En 1916, Gichin Funakoshi a introduit le karaté au Japon depuis Okinawa. Karaté signifie Main vide. On pense que le karaté a été lancé en Inde par un prêtre bouddhiste appelé Bhodidarma, qui souhaitait amener le Zen (une secte du bouddhisme) aux Chinois. Les prêtres bouddhistes ont appris à se battre pour se défendre contre les bandits et les animaux sauvages errant. Vers 500 après J.C., Bhodidarma a atteint la cour de l’empereur Wu à Chein-K’ang en Chine, où il a été chaleureusement reçu. Il a quitté les tribunaux, atteignant finalement la province du Henan et s’est retiré dans un temple Shaolin (Shorin en japonais) pour enseigner le Zen. Il a également enseigné son système de combat à mains nues appelé Shorin Kempo. Des formes de combat chinois ont été enregistrées dès 3000 av., Bhodidarma est crédité d’être le fondateur du Kempo chinois, principalement parce qu’il a ajouté les pratiques méditatives du Yoga et du Zen, ce qui en fait un système plus complet, tel que nous le connaissons aujourd’hui.

Gichin Funakoshi

Le Zen est inséparablement lié au Karaté et chaque Maître de Karaté recherche une expérience plus éclairée en étudiant le Zen ; en fait, tous les développements du Shorin Kempo ont été réalisés par divers prêtres, au fil des ans.
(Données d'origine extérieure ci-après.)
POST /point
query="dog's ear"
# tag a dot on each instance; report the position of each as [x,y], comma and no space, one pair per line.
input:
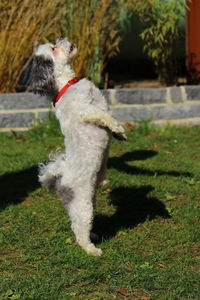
[41,78]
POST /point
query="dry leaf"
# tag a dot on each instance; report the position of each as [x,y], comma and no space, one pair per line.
[123,292]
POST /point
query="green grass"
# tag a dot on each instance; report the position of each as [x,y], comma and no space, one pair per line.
[146,217]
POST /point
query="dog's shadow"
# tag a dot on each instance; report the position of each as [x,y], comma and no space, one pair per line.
[121,164]
[16,186]
[133,206]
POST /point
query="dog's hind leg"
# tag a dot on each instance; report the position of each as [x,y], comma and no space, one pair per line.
[53,170]
[78,203]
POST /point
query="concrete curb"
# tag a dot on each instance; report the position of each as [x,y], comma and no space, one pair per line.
[175,105]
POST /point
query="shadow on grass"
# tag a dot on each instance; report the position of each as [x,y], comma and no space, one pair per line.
[14,187]
[120,163]
[133,206]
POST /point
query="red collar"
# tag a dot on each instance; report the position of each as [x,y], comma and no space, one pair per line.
[64,89]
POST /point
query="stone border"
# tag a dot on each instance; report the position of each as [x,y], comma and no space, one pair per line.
[175,105]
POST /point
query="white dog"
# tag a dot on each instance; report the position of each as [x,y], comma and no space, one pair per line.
[87,127]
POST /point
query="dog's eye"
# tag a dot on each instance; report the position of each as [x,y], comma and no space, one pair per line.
[72,47]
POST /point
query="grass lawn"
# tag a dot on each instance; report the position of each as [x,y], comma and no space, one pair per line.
[146,217]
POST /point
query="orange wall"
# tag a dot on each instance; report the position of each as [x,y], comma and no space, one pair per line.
[193,40]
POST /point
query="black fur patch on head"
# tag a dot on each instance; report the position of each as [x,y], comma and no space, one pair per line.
[42,80]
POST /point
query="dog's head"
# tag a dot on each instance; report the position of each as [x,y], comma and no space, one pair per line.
[48,60]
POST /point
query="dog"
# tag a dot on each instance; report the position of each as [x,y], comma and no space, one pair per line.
[87,127]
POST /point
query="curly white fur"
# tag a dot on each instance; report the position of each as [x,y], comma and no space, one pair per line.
[87,127]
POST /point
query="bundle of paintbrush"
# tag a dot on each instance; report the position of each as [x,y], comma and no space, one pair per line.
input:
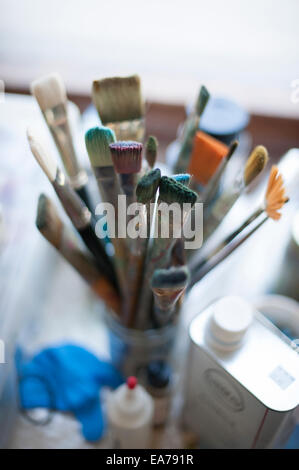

Enfin, le lien étroit entre les prêtres et la médecine a abouti à la découverte non seulement de points vitaux sur le corps humain où des remèdes pouvaient être appliqués, mais aussi où les attaques de Kempo pouvaient être dirigées pour les meilleurs résultats. De la Chine, le Kempo s’est propagé au nord jusqu’en Mongolie, à l’est jusqu’en Corée. et au sud-est jusqu’à Okinawa. Finalement, il a atteint le Japon, où il est devenu extrêmement populaire après l’ère Kamakure (environ 1200 après JC). La classe des soldats, les Samouraïs, a notamment accueilli à la fois les formes de combat et la philosophie zen. La moralité et le mysticisme du bouddhisme zen leur plaisaient, mais le véritable attrait était la manière dont il leur fournissait une discipline qui les rendait capables d’une grande endurance et d’une excellence dans le combat, grâce au développement d’une compréhension à la fois d’eux-mêmes et de leurs adversaires.

Okinawa
Okinawa

À diverses époques de l’histoire – par exemple en 1400 et à nouveau en 1609, à Okinawa – les autorités ont interdit à la population d’utiliser des armes. Comme moyen de protection contre les bandits, et parfois contre les autorités, le combat à mains nues est devenu largement enseigné. Les écoles, elles-mêmes généralement confinées dans les temples, étaient néanmoins tenues secrètes, car si elles avaient été découvertes, elles auraient été immédiatement anéanties par le pouvoir.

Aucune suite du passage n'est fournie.